In option a. $Be \to B{e^ - }$ , the atomic number of beryllium is 4 and it is a group 2 element which generally has much lower electron affinities. The electronic configuration of beryllium is $1{s^2}2{s^2}$ ,it has a filled outer s orbital hence adding an electron to it would make it unstable hence it requires energy to add an electron which makes the reaction endothermic.
In option b. $F \to {F^ + }$ , here ionization energy comes into action since an electron is removed from the halogen atom fluorine. It requires more energy to remove an electron and it has high ionization energy. Ionization energy is always an endothermic process.
In option c. $Ne \to N{e^ - }$ , the atomic number of neon is 10 and it is a noble gas group that is group 18. The electronic configuration of neon is $1{s^2}2{s^2}2{p^6}$ . Since it is a noble gas, it satisfies the octet rule, so adding an electron would disturb its octet rule and make it unstable. Hence it requires a lot of energy to add an electron to the noble gas elements which makes the reaction endothermic.

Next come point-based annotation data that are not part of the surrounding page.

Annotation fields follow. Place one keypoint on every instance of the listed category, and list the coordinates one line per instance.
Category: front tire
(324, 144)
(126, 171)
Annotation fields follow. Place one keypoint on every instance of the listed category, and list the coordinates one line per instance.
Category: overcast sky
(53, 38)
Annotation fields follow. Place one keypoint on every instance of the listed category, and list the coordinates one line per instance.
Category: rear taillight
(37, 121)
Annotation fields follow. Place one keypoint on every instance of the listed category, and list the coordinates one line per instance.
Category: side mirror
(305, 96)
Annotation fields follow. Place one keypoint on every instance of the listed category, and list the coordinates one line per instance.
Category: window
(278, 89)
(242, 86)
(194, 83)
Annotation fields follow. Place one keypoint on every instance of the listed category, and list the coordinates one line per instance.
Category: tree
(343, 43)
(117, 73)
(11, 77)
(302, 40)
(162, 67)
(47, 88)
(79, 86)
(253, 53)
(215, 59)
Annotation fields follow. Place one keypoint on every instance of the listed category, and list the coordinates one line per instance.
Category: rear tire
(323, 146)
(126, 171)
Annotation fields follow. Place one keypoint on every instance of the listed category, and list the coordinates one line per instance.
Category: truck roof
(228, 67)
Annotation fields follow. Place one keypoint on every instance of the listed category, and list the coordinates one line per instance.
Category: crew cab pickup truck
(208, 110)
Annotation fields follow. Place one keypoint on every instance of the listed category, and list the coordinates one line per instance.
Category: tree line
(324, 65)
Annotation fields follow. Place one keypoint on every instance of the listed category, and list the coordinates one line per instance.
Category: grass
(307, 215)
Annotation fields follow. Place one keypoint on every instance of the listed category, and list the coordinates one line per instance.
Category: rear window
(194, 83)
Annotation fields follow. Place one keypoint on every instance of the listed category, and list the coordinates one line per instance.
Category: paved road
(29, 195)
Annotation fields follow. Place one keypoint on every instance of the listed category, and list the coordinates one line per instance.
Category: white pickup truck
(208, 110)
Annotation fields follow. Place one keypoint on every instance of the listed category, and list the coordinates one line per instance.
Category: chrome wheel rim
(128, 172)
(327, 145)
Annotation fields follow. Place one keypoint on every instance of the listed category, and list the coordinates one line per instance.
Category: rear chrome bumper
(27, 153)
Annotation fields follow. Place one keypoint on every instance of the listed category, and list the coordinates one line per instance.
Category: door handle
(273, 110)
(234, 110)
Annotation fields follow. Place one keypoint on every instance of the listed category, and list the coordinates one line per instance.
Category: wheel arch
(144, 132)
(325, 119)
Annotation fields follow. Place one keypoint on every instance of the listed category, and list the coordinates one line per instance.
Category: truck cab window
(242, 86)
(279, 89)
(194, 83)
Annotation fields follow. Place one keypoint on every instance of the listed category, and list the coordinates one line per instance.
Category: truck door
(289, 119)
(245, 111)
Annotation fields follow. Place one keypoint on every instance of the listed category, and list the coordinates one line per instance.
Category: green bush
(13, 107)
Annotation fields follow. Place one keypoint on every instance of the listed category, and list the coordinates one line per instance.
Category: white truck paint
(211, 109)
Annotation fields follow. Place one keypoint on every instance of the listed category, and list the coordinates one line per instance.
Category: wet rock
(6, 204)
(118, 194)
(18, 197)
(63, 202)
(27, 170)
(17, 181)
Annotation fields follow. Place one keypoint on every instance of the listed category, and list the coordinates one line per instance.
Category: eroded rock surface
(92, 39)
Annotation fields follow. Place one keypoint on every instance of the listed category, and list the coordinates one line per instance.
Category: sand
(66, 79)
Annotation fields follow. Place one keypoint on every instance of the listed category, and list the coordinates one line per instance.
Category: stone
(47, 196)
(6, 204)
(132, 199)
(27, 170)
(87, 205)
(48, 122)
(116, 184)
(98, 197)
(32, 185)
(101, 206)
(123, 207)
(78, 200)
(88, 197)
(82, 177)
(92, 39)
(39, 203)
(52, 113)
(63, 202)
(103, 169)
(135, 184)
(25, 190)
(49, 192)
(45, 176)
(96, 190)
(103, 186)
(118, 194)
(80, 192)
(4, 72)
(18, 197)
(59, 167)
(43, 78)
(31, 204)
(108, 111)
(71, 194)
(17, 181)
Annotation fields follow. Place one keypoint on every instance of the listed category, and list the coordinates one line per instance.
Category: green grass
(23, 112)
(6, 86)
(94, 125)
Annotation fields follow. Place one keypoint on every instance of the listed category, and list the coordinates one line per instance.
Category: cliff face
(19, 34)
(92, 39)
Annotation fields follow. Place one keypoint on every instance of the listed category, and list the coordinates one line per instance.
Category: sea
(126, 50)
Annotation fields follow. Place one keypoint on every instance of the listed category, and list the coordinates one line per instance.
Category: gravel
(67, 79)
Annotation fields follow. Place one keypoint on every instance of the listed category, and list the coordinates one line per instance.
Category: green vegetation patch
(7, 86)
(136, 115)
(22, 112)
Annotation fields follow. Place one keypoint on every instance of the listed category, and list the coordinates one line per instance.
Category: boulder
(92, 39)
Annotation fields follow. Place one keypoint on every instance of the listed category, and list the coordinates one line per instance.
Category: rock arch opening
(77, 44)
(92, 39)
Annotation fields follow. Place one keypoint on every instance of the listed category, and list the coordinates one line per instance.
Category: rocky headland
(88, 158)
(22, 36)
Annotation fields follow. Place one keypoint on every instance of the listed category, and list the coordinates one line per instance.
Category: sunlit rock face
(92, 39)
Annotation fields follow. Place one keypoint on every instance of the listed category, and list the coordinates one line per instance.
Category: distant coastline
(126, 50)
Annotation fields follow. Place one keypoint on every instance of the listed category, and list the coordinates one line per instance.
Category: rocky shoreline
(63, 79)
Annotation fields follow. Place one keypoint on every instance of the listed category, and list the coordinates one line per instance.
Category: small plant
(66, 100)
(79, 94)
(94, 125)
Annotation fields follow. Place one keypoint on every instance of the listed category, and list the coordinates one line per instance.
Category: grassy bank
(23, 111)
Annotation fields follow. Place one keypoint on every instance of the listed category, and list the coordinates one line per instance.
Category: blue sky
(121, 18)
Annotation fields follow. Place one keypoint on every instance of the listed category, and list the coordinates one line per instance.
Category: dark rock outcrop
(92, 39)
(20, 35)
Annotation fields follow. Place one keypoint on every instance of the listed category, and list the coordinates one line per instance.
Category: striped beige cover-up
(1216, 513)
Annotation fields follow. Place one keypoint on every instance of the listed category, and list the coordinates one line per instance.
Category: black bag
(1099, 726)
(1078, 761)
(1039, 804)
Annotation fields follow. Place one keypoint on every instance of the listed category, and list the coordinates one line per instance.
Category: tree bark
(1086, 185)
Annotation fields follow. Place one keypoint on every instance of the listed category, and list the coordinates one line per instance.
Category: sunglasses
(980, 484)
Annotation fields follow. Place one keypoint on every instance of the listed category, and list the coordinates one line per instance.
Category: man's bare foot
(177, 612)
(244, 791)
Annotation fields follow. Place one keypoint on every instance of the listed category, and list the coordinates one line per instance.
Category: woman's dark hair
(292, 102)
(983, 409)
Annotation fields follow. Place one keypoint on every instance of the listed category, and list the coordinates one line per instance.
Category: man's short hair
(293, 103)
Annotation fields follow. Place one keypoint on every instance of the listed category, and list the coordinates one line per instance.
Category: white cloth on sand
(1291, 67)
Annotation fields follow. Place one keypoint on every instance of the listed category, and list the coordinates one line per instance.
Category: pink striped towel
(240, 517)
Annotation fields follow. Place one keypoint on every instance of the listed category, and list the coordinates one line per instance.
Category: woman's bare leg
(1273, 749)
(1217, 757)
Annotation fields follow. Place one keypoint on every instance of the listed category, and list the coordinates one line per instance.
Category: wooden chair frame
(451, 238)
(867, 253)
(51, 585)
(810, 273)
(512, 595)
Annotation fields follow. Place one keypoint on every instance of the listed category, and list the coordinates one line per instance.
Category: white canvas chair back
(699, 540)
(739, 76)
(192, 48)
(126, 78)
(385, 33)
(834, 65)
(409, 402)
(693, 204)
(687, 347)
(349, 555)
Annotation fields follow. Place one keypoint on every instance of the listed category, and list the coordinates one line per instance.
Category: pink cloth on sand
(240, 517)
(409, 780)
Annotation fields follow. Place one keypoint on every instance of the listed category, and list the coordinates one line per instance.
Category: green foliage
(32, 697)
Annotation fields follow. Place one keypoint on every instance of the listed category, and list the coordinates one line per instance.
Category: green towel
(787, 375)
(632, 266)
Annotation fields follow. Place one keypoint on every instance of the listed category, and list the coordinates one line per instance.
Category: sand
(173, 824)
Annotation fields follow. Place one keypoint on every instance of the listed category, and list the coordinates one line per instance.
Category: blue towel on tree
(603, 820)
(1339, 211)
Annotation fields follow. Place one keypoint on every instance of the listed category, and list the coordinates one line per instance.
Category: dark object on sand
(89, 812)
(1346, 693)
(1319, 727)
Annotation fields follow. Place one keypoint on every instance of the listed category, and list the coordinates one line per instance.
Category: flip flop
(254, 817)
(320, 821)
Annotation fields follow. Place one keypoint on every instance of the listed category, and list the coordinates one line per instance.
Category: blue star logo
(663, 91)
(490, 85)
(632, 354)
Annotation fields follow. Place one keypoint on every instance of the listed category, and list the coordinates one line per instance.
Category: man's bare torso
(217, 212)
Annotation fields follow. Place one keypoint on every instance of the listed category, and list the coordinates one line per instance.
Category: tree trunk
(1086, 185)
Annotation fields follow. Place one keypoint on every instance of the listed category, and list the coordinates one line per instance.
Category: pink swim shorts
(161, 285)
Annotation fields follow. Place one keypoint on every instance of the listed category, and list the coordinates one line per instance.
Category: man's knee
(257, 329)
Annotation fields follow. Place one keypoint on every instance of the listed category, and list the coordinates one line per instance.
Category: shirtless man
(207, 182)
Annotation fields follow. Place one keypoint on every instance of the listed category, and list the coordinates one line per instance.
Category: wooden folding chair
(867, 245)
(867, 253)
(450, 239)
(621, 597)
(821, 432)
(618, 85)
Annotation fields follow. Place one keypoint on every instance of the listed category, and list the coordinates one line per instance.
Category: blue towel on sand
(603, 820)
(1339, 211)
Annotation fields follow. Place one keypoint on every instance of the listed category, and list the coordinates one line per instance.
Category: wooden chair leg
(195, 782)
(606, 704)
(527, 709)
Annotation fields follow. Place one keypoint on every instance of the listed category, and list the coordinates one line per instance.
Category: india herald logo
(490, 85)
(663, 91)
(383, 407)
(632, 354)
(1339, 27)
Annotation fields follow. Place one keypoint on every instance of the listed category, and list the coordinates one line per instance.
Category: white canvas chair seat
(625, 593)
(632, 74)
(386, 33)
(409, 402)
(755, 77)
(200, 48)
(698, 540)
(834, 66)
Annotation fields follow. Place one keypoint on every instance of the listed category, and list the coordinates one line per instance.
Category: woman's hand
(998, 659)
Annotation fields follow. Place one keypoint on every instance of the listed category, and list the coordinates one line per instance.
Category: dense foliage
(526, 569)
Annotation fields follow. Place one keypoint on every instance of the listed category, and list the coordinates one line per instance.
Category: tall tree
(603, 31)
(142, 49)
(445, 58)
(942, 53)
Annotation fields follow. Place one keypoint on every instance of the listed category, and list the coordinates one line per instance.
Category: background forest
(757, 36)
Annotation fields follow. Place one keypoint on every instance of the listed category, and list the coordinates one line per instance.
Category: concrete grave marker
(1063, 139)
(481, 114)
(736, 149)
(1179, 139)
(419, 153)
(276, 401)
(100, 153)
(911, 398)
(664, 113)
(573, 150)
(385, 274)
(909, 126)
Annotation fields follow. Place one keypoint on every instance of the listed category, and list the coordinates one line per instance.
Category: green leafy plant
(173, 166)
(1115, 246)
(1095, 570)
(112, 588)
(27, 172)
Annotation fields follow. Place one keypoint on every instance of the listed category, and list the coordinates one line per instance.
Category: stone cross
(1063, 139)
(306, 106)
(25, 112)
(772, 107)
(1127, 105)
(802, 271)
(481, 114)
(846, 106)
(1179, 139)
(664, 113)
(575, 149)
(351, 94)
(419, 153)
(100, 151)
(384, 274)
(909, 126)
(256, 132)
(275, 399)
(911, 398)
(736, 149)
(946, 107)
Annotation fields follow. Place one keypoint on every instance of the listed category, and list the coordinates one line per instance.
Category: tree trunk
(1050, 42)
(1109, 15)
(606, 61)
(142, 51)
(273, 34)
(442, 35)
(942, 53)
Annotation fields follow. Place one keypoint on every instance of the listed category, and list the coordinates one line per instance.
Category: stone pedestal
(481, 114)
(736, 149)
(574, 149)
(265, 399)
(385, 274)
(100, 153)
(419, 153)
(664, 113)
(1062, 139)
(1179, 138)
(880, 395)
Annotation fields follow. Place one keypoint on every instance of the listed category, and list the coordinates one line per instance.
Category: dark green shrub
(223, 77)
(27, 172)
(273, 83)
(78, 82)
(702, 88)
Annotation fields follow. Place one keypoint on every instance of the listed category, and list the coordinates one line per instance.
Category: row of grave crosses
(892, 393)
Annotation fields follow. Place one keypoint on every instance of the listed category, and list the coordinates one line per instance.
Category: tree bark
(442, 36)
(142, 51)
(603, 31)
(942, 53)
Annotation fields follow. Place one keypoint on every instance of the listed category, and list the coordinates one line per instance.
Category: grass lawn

In option d. $B \to {B^ - }$ , the atomic number of boron is 5 and it belongs to group 13 from where the non-metals group starts. Electron affinity for non-metals is greater compared to metals. The electronic configuration of boron is $1{s^2}2{s^2}2{p^1}$ . It is electron deficient, possessing a vacant p-orbital. Hence electrons added will settle in the empty p-orbital releasing the energy. This is the exothermic process (negative electron affinity).